One of the sure signs of this evolution will be the great disappearing risk score. Current expressions of patient individuality take the form of a risks core or group categorization. For easy consumption these scores are heuristically group into categories like high, medium, low. The distinction between a risk score of 87 and 89 is effortlessly lost even if the underlying difference are that patient A lives alone in an urban center with little access to healthcare and patient B has 3 chronic conditions but family support and resources to spare. In the end they are both just high risk. As we get closer to an n of 1 care delivery system these scores will disappear. In their place care givers will be presented options or guided decisions that were crafted by analytic models that have the complexity to understand and express simply key distinctions.

Another sure sign of this evolution towards an n of 1 will be the reorientation of hospitals from a place of consistency to a place of embraced variety. Change management methods and teams will value complexity and develop language around additions as well as reductions. There will be growing talk of patient reported outcomes, social determinants and mobile device data in daily care supplementing the understanding of the lives of patients and their families. 

There are a number of challenges to making this world a reality. One of the clearest challenges is the quality of the data in transactional systems. If we can’t clearly understand the dimensions that make a patient unique we will struggle to implement solutions that are fueled by them. NLP, missing data algorithms and more advanced models of signal detection should begin to fill in these gaps but the distance is still a long one. Other technical challenges exist like rules engines that can execute at the scale of n at the speed of care delivery or effectively utilizing data engineers and scientists to crack the nut of these difficult problems. The breadth and scope of the technology to build this reality continues to be a challenge for executives to understand and rally behind.
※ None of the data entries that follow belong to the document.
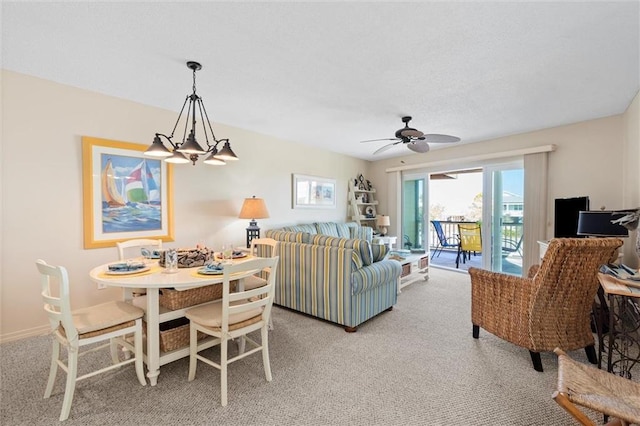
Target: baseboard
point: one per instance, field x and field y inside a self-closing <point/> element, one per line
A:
<point x="23" y="334"/>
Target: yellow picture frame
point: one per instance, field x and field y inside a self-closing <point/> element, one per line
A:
<point x="125" y="194"/>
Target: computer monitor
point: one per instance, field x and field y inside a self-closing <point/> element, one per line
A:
<point x="566" y="216"/>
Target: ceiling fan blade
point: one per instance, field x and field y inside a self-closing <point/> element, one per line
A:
<point x="377" y="140"/>
<point x="384" y="148"/>
<point x="436" y="138"/>
<point x="420" y="147"/>
<point x="411" y="133"/>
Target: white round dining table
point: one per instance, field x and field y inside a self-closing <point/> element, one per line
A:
<point x="153" y="280"/>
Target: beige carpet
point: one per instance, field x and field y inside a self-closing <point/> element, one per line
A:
<point x="415" y="365"/>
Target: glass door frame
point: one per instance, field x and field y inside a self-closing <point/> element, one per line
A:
<point x="492" y="224"/>
<point x="425" y="203"/>
<point x="488" y="167"/>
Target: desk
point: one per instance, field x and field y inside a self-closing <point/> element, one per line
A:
<point x="622" y="347"/>
<point x="153" y="281"/>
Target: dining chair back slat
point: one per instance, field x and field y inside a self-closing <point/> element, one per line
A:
<point x="114" y="322"/>
<point x="236" y="315"/>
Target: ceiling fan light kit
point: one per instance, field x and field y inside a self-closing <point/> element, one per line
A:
<point x="415" y="140"/>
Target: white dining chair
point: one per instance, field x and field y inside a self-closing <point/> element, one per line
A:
<point x="261" y="247"/>
<point x="111" y="321"/>
<point x="236" y="315"/>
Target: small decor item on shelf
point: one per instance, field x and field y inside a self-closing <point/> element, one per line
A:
<point x="630" y="221"/>
<point x="362" y="185"/>
<point x="382" y="222"/>
<point x="370" y="212"/>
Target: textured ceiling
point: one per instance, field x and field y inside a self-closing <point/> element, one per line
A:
<point x="332" y="74"/>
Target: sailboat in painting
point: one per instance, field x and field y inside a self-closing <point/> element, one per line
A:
<point x="141" y="187"/>
<point x="110" y="194"/>
<point x="131" y="202"/>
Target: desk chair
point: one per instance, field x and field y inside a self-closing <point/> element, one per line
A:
<point x="236" y="315"/>
<point x="551" y="307"/>
<point x="111" y="321"/>
<point x="610" y="394"/>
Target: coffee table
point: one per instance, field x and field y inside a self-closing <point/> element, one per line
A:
<point x="410" y="264"/>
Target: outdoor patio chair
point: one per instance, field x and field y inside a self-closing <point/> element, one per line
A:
<point x="509" y="245"/>
<point x="443" y="240"/>
<point x="470" y="237"/>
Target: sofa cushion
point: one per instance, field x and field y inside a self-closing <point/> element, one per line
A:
<point x="291" y="237"/>
<point x="309" y="227"/>
<point x="361" y="247"/>
<point x="374" y="275"/>
<point x="327" y="228"/>
<point x="378" y="252"/>
<point x="343" y="230"/>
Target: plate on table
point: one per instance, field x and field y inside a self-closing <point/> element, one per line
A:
<point x="236" y="255"/>
<point x="211" y="270"/>
<point x="126" y="269"/>
<point x="150" y="254"/>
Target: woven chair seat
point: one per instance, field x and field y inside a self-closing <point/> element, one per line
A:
<point x="597" y="389"/>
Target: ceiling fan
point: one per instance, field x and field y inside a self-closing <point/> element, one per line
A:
<point x="415" y="140"/>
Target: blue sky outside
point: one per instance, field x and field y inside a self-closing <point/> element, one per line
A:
<point x="457" y="195"/>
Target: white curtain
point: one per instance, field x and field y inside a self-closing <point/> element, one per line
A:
<point x="535" y="207"/>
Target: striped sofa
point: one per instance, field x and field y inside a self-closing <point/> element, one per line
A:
<point x="333" y="272"/>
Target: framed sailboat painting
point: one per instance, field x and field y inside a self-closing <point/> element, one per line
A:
<point x="126" y="195"/>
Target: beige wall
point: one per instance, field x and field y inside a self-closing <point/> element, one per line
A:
<point x="598" y="158"/>
<point x="42" y="126"/>
<point x="631" y="165"/>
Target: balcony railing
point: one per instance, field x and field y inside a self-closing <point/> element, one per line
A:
<point x="511" y="234"/>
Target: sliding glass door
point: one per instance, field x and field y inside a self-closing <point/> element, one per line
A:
<point x="503" y="217"/>
<point x="492" y="195"/>
<point x="414" y="200"/>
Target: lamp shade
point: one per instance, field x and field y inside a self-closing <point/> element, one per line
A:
<point x="383" y="221"/>
<point x="254" y="208"/>
<point x="598" y="223"/>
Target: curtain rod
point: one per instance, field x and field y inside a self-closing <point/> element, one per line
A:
<point x="492" y="156"/>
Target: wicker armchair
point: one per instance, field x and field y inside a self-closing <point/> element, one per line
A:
<point x="551" y="307"/>
<point x="612" y="395"/>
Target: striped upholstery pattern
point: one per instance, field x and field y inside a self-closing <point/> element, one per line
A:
<point x="378" y="252"/>
<point x="327" y="228"/>
<point x="343" y="230"/>
<point x="310" y="228"/>
<point x="294" y="237"/>
<point x="361" y="247"/>
<point x="327" y="277"/>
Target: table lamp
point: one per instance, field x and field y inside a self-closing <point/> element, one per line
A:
<point x="383" y="222"/>
<point x="253" y="208"/>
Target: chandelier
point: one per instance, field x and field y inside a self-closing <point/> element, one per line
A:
<point x="189" y="149"/>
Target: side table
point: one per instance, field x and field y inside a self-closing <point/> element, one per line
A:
<point x="622" y="346"/>
<point x="387" y="240"/>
And yet maybe the greatest challenge to making n of 1 care delivery a reality is the healthcare industry itself. Transitioning from a model of what is most efficient to deliver to a model of what is most effective for a patient to receive, means that healthcare will have to change its identity. It will need to make care outcomes, not care delivery, its guide. It will need to embrace technology and analytics that will guide this transition. Providers will need to trust systems and orient towards this future while implementation specialists across the industry need to make systems easy to trust, differentiating between signal and noise.

The technology to make this healthcare delivery world a reality largely exists. The speed and capacity offered by cloud solutions remove the technical barriers for most. New payment models that incentivize outcomes over delivery are growing. Then of 1 care delivery will be born when a system can exploit those technological advancements and marry it with an organization ready for change. Patients will embrace this new world and we may yet deliver on the promise of technology in healthcare.